SYSTEM Cited by 1 source

Coral NPU¶

What it is¶

Coral NPU is Google Research's reference neural-processing-unit architecture for low-power on-device ML. It's delivered as a set of RISC-V ISA-compliant architectural IP blocks — not a chip — intended for integration into downstream ML-optimised systems-on-chip (SoCs). Announced in the 2025-10-15 Google Research blog post (Source: sources/2025-10-15-google-coral-npu-a-full-stack-platform-for-edge-ai).

Design point:

Compute target: ~512 GOPS (giga operations per second) for the base design.
Power envelope: "a few milliwatts" — i.e., the always-on ambient-sensing bracket.
Target device classes: edge devices, hearables, AR glasses, smartwatches.
ISA: open, RISC-V-compliant — deliberately not proprietary.

Why Google built it¶

The load-bearing framing in the announcement post is that edge ML is stuck between two unattractive options:

General-purpose CPUs on edge devices — flexible, broad toolchain support, but power-inefficient on ML workloads and underperforming on the matrix-heavy operations that dominate modern attention-based and convolutional models.
Specialized ML accelerators — high efficiency on the workloads they target, but inflexible, proprietary, and awkward to combine with the scalar / control-plane code the rest of the application needs.
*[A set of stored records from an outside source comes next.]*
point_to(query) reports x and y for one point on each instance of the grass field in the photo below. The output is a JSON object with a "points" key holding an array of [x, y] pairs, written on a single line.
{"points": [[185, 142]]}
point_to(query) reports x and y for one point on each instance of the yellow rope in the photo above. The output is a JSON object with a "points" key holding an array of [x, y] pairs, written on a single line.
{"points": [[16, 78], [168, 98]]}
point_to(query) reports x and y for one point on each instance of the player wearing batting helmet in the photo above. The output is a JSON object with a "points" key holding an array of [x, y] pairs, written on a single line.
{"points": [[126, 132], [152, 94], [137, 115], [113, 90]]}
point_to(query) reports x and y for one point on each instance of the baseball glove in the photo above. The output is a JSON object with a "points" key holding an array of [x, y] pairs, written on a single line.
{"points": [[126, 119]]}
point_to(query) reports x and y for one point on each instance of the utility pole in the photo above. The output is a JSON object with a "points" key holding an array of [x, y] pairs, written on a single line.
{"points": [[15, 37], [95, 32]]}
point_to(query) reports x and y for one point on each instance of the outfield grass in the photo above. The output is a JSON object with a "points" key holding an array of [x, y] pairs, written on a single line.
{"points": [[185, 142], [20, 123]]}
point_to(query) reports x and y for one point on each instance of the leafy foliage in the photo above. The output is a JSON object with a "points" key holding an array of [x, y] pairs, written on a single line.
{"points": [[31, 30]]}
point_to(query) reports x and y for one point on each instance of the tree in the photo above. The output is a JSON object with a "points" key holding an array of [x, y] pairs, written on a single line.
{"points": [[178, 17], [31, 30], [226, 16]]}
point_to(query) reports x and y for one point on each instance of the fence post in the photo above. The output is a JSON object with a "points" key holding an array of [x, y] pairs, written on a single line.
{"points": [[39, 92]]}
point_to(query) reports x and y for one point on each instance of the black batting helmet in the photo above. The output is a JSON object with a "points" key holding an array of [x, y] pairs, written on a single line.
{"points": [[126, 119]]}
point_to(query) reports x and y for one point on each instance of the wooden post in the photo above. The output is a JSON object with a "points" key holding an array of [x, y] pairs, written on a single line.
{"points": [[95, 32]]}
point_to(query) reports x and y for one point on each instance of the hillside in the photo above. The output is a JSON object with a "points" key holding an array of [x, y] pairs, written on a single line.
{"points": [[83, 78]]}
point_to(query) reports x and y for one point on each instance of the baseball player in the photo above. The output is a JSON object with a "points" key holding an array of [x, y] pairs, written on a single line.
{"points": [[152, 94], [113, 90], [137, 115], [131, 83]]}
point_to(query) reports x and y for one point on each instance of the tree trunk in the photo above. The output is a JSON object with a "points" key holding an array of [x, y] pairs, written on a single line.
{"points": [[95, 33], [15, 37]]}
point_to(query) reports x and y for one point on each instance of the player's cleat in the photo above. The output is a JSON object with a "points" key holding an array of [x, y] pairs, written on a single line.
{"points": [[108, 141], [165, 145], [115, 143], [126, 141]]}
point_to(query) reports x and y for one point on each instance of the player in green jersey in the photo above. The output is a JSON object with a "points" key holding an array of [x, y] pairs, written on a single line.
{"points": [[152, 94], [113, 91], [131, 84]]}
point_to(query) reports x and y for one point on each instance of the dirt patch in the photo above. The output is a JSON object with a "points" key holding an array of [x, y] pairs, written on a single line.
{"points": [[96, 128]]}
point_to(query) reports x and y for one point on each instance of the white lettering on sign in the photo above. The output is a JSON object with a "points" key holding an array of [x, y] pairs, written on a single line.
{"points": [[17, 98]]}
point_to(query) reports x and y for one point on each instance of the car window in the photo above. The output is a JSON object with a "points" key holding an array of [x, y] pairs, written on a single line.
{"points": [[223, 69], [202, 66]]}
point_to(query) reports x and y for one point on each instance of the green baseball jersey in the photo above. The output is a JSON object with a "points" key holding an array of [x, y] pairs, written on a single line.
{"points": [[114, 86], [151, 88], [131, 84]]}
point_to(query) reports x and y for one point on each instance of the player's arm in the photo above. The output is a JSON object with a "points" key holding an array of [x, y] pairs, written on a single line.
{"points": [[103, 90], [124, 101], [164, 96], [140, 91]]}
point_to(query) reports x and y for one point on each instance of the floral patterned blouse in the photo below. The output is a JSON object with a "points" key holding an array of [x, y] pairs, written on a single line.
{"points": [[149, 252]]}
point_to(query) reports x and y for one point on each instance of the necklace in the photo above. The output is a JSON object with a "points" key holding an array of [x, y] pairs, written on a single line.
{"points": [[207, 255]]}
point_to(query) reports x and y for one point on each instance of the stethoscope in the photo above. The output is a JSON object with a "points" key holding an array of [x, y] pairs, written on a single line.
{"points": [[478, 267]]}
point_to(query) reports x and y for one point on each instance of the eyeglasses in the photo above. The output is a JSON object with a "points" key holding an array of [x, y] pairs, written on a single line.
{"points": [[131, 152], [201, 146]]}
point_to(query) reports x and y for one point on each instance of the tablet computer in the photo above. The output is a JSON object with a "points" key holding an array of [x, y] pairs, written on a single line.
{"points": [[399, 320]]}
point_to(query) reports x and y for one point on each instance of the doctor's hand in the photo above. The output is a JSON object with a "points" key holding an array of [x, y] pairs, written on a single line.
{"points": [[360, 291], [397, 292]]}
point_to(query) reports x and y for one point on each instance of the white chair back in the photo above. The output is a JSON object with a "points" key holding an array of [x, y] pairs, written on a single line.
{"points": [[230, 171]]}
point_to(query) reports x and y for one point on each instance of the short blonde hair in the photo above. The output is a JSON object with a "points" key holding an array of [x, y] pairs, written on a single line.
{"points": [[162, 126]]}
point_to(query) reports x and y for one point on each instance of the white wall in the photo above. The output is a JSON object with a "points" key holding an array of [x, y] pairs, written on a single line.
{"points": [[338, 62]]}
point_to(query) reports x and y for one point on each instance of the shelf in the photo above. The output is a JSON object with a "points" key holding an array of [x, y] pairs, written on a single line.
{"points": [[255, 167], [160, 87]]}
Coral NPU's answer is to reverse the traditional chip-design precedence: put the ML matrix engine first in the architecture, and treat scalar compute as the secondary resource the matrix engine composes with (Source: sources/2025-10-15-google-coral-npu-a-full-stack-platform-for-edge-ai). That's the ML-first architecture stance, captured in this wiki as a concept.

The software half of the problem is just as load-bearing as the hardware half: "starkly different programming models for CPUs and ML blocks… proprietary compilers and complex command buffers… the industry lacks a mature, low-power architecture that can easily and effectively support multiple ML development frameworks" — the fragmented edge-ML ecosystem that Coral NPU is trying to give a stable reference target to.

Delivery shape¶

Coral NPU is a reference architecture, not a chip. The post describes it as:

As a complete, reference neural processing unit (NPU) architecture, Coral NPU provides the building blocks for the next generation of energy-efficient, ML-optimized systems on chip (SoCs). (Source: sources/2025-10-15-google-coral-npu-a-full-stack-platform-for-edge-ai)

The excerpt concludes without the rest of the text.